While I kill time here, I keep remembering something a CEO told me a couple weeks back. He gave me a few words of encouragement that I'll never forget.

I'm not going to name the CEO or his company, because he was speaking to me casually, off the record. I meet a lot of CEOs, and I know it's popular to distrust and dislike them. My job is to ask questions shareholders want asked, not kiss up and be friends. Still, I've found most (though not all) chief executives to be pleasant, hard working folks.

I met this particular CEO for the first time shortly before I was to interview him on live television. His company has struggled, and the management hopes it's turned a corner. As we introduced ourselves to each other off camera, he said the first time he saw me on television, I was wearing a witch's hat. That made him stop and watch (note to aspiring reporters—if you want to be watched, don't forget the visual aspect of this business). He'd continued watching through the years, and two weeks before we met, he told his wife, "I'd like to meet her, she doesn't take herself seriously."

Naturally, I was flattered. And suspicious. "Oh, you say that to all the reporters about to grill you on TV," I said, half-jokingly. "No," he answered. "In fact, I was thinking I should wait and tell you until afterwards so you wouldn't think I was trying to butter you up."

Pretty smooth. Still, it was very nice to hear. We did the interview, I asked the same questions with the same tone regardless of his compliment, and when we finished, he came back over to me before leaving. Very seriously, he said, "Don't forget what I said.
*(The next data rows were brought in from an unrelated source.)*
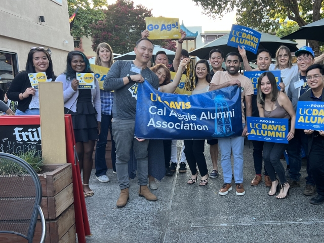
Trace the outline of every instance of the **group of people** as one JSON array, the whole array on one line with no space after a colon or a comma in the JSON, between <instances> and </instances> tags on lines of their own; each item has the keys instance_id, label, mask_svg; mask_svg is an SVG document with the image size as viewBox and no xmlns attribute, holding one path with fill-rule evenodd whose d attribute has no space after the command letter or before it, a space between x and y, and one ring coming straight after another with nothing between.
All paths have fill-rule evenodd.
<instances>
[{"instance_id":1,"label":"group of people","mask_svg":"<svg viewBox=\"0 0 324 243\"><path fill-rule=\"evenodd\" d=\"M99 89L96 78L95 89L78 88L79 82L76 73L92 72L87 57L78 51L68 53L65 71L56 76L51 57L45 49L32 48L28 54L25 70L18 73L12 80L6 97L7 99L18 102L15 112L17 115L39 114L38 91L32 88L28 73L44 72L49 81L63 83L64 112L72 116L80 169L83 173L85 197L94 194L89 187L89 181L96 140L98 140L95 161L96 178L102 182L109 181L106 175L105 160L105 147L109 130L112 140L113 171L117 174L120 189L116 202L117 207L125 206L129 198L130 163L135 163L137 168L140 186L139 196L150 201L157 199L147 186L148 183L150 189L157 189L154 176L156 173L160 173L161 171L154 171L156 170L154 170L156 164L162 164L163 167L165 168L166 170L161 172L163 175L172 176L176 171L177 160L172 158L176 157L174 155L176 141L149 141L134 137L136 99L132 95L131 88L137 82L142 83L145 79L160 92L175 92L182 75L186 73L186 67L190 61L188 52L181 48L185 33L182 31L181 33L175 57L171 66L169 66L166 54L160 52L156 54L155 66L149 67L151 66L154 46L148 38L149 33L146 30L136 44L136 58L134 61L114 62L112 50L109 45L99 44L96 51L96 64L110 68L104 79L104 90ZM196 63L194 70L195 88L192 95L230 86L241 87L242 132L239 137L208 140L213 163L213 170L209 174L204 153L205 140L184 140L184 156L181 156L179 172L186 171L186 160L191 172L188 184L195 183L198 171L200 175L199 185L201 186L208 184L210 177L215 178L218 176L217 157L219 146L224 184L218 194L226 195L232 190L233 179L236 194L245 195L243 150L245 137L249 135L246 116L288 118L288 144L253 141L256 175L251 185L258 186L262 182L264 161L264 178L265 186L270 187L269 195L276 195L277 199L287 198L291 188L300 186L301 152L303 147L307 157L308 174L303 193L314 195L317 190L317 194L310 200L310 202L319 204L324 202L324 132L295 129L298 100L324 101L324 68L315 64L321 61L323 56L315 58L312 49L308 47L300 48L296 52L295 55L297 65L293 65L289 49L282 46L275 54L276 62L273 64L272 55L269 51L258 50L258 69L253 70L265 72L258 79L256 95L253 95L254 88L250 79L239 72L241 61L246 70L252 70L244 49L238 48L238 53L230 52L226 56L221 50L213 49L209 54L209 63L205 59ZM226 70L222 67L224 61ZM212 68L210 68L210 63ZM268 71L271 70L280 70L281 80L278 85L280 90L277 88L274 75ZM170 71L177 72L172 82ZM304 81L302 84L301 80ZM296 86L297 83L301 85ZM0 103L2 109L3 105ZM8 114L13 114L12 111L8 111L8 109L5 111ZM176 146L175 148L176 151ZM286 149L289 158L288 175L280 160ZM232 156L233 173L231 163Z\"/></svg>"}]
</instances>

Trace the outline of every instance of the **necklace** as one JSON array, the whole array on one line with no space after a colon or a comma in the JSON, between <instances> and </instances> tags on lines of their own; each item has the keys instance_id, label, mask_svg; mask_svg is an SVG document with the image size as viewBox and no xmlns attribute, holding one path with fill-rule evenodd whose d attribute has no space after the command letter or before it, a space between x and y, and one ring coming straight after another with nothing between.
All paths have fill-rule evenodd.
<instances>
[{"instance_id":1,"label":"necklace","mask_svg":"<svg viewBox=\"0 0 324 243\"><path fill-rule=\"evenodd\" d=\"M269 102L271 104L271 102ZM270 110L270 113L269 113L269 117L270 118L270 116L271 114L271 112L272 111L272 108L273 107L273 103L272 103L272 104L271 105L271 110Z\"/></svg>"}]
</instances>

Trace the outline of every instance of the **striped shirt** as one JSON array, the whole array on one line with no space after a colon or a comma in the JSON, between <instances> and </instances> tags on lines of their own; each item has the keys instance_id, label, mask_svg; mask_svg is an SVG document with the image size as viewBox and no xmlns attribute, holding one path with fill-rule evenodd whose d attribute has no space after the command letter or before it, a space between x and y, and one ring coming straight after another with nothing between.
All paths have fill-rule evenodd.
<instances>
[{"instance_id":1,"label":"striped shirt","mask_svg":"<svg viewBox=\"0 0 324 243\"><path fill-rule=\"evenodd\" d=\"M111 115L113 101L113 92L100 90L101 113L104 115Z\"/></svg>"}]
</instances>

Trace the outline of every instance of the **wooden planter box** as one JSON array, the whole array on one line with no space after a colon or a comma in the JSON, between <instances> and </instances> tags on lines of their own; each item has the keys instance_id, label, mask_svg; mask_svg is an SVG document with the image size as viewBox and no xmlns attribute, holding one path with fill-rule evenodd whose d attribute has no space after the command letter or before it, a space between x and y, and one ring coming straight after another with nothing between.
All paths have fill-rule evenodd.
<instances>
[{"instance_id":1,"label":"wooden planter box","mask_svg":"<svg viewBox=\"0 0 324 243\"><path fill-rule=\"evenodd\" d=\"M42 186L41 208L46 221L47 235L45 242L75 242L75 220L73 205L73 194L71 165L65 164L46 165L44 167L43 170L45 172L39 174L38 177ZM19 179L23 179L23 177L20 177ZM17 178L15 177L0 177L0 180L6 180L5 183L9 183L6 184L7 185L15 184L15 186L17 186ZM32 195L31 193L31 191L28 191L25 188L22 192L22 194L26 196ZM0 190L0 198L10 197L13 195L12 194L13 192L11 190ZM17 201L17 203L18 202ZM7 212L13 212L12 214L9 214L11 215L14 215L14 204L15 200L13 200L10 206L8 204L3 204L2 205L0 200L0 207L6 207L8 208L6 209ZM24 216L20 215L20 218L22 217L23 218ZM13 227L14 227L14 226ZM37 223L35 231L35 242L39 241L41 233L42 225L39 222ZM17 237L16 235L10 234L0 235L0 241L26 242L22 237Z\"/></svg>"}]
</instances>

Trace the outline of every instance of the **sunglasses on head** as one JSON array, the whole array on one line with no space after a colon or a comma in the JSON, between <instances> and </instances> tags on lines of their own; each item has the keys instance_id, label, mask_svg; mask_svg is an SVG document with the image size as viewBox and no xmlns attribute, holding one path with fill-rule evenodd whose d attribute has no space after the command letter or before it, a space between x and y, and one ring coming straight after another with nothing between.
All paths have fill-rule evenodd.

When you think you're not making a difference, remember that you are."

I can't tell you the impact that had. I thought to myself, "Now, this is how you lead people." With very little effort on his part and with just a few words, he made my day. His kind encouragement has stuck with me. Positive words can be just as memorable and powerful as negative ones. But the biggest lesson for me was this: why don't I give the same kind of encouragement to others? Not just loved ones and co-workers (although they need it), but waiters, grocery store clerks, strangers?